Why it matters: disgorgement accounted for more than $6 billion of the SEC’s financial remedies in fiscal 2024. A ruling against the agency could leave it unable to recover ill-gotten gains in insider trading, reporting violations, and market manipulation cases where harm is diffuse.
The circuit split
The case reached the Court because federal appeals courts disagree. The Second Circuit requires the SEC to demonstrate pecuniary harm to victims before obtaining disgorgement. The First and Ninth Circuits impose no such requirement.
Ongkaruck Sripetch orchestrated pump-and-dump schemes involving nearly 20 penny-stock companies through a website called Stockpalooza.com. A district court ordered him to disgorge $2.25 million plus interest without requiring the SEC to identify harmed investors.
The arguments
Sripetch’s lawyers argued that disgorgement is an equitable remedy available only to compensate identifiable victims, not to punish wrongdoers. The SEC countered that requiring proof of specific investor losses would effectively immunise fraudsters who targeted anonymous public markets.

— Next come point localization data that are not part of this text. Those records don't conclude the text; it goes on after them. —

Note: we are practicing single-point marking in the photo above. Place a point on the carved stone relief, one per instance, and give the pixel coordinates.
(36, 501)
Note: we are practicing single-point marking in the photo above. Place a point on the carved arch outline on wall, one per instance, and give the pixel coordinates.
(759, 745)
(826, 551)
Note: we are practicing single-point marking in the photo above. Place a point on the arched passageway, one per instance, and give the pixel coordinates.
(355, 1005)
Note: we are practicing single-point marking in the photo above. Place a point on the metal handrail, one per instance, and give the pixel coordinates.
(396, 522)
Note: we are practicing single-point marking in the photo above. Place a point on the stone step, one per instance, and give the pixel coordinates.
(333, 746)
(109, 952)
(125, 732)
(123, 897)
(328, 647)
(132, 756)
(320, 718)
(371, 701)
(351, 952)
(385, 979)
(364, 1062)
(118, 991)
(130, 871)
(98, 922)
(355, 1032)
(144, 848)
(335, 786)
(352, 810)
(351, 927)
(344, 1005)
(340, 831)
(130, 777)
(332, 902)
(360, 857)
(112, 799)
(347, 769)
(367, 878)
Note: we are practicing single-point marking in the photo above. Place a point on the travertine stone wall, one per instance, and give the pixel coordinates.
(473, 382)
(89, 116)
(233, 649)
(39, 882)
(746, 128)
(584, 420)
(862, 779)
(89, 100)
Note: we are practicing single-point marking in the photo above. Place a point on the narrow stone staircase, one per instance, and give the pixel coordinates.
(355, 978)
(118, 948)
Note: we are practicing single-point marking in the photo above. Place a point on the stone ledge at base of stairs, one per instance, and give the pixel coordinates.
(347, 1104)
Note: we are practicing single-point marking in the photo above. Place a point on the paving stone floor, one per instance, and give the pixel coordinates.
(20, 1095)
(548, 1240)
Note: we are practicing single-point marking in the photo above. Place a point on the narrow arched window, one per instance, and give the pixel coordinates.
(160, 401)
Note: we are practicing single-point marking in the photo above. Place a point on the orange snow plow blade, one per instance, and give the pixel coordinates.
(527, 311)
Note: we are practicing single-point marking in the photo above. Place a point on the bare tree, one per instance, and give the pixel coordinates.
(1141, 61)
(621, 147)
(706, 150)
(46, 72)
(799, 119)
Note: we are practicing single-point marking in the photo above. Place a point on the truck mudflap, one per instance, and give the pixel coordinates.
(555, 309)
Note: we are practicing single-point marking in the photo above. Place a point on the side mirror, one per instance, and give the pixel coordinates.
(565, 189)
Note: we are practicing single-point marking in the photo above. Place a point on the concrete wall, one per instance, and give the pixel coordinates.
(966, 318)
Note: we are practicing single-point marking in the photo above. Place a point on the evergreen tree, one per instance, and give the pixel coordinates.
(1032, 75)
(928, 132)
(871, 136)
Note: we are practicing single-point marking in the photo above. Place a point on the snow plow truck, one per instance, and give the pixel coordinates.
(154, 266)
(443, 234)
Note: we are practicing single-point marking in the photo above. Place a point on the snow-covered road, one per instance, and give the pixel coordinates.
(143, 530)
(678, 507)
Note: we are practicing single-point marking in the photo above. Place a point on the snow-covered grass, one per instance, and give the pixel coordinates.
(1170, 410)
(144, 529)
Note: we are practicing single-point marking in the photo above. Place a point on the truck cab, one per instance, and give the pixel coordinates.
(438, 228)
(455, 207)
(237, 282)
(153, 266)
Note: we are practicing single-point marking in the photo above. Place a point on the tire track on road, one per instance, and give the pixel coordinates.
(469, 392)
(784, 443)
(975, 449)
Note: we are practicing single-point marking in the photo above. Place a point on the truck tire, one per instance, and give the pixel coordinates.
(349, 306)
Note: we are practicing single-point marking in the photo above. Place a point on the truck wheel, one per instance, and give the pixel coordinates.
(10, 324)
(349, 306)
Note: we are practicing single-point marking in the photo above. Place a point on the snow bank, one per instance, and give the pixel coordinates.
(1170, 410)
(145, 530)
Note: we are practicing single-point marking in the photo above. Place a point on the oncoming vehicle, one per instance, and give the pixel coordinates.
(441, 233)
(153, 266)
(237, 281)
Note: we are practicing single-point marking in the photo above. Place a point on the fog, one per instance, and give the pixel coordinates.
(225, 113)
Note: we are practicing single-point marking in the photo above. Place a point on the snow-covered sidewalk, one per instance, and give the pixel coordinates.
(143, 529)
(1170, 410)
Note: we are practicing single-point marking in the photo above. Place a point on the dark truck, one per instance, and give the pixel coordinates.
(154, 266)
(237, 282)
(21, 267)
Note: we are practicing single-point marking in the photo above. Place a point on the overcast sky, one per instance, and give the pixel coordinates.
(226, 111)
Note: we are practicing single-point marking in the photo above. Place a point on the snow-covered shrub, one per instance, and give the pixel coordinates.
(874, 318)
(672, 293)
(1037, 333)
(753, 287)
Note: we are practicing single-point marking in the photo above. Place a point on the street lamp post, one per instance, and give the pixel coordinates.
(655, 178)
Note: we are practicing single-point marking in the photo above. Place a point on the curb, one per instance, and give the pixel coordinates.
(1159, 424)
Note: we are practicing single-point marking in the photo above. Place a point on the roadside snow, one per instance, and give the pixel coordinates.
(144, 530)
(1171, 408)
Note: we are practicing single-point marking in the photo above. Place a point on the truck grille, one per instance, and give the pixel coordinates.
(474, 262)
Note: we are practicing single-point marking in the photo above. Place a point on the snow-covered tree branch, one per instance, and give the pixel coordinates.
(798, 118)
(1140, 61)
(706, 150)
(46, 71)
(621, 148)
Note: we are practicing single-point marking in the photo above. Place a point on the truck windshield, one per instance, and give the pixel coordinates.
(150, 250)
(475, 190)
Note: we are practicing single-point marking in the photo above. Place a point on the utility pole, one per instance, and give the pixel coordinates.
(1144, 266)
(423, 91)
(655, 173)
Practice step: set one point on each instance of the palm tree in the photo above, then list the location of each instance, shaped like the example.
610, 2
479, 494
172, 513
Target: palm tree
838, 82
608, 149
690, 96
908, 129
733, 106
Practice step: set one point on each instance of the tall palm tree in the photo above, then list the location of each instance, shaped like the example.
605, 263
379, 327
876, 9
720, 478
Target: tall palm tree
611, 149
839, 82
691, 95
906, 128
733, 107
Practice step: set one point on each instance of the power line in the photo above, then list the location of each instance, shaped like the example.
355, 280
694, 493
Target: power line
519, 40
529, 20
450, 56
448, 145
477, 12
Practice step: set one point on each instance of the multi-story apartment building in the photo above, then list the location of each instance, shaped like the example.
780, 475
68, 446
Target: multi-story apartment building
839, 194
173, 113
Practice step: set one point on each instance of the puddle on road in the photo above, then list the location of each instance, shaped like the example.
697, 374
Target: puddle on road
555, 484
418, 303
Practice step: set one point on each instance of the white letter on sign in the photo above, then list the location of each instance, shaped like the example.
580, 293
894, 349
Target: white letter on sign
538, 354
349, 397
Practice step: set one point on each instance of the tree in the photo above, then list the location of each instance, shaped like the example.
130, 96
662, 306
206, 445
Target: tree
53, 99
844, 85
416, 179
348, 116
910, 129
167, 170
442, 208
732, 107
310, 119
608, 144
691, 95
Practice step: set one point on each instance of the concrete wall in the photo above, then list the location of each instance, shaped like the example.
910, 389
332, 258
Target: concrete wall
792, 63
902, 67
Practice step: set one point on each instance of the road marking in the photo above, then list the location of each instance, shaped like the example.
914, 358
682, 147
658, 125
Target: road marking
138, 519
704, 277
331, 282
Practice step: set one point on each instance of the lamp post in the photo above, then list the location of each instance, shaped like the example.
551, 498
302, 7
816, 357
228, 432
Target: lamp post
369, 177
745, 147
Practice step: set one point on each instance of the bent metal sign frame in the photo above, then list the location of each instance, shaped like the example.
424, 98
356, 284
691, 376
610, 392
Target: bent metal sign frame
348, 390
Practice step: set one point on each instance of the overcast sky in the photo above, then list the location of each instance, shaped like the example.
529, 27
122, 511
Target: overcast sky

Several justices appeared sceptical of both positions, questioning whether a middle ground might require the SEC to show some harm without identifying each victim individually.
What happens next
A decision is expected by late June. If the Court sides with Sripetch, the SEC would need to restructure how it pursues financial remedies in cases involving public markets. Congress could also act to grant explicit disgorgement authority, as it partially did after the Court’s 2020 decision in Liu v. SEC limited disgorgement to net profits.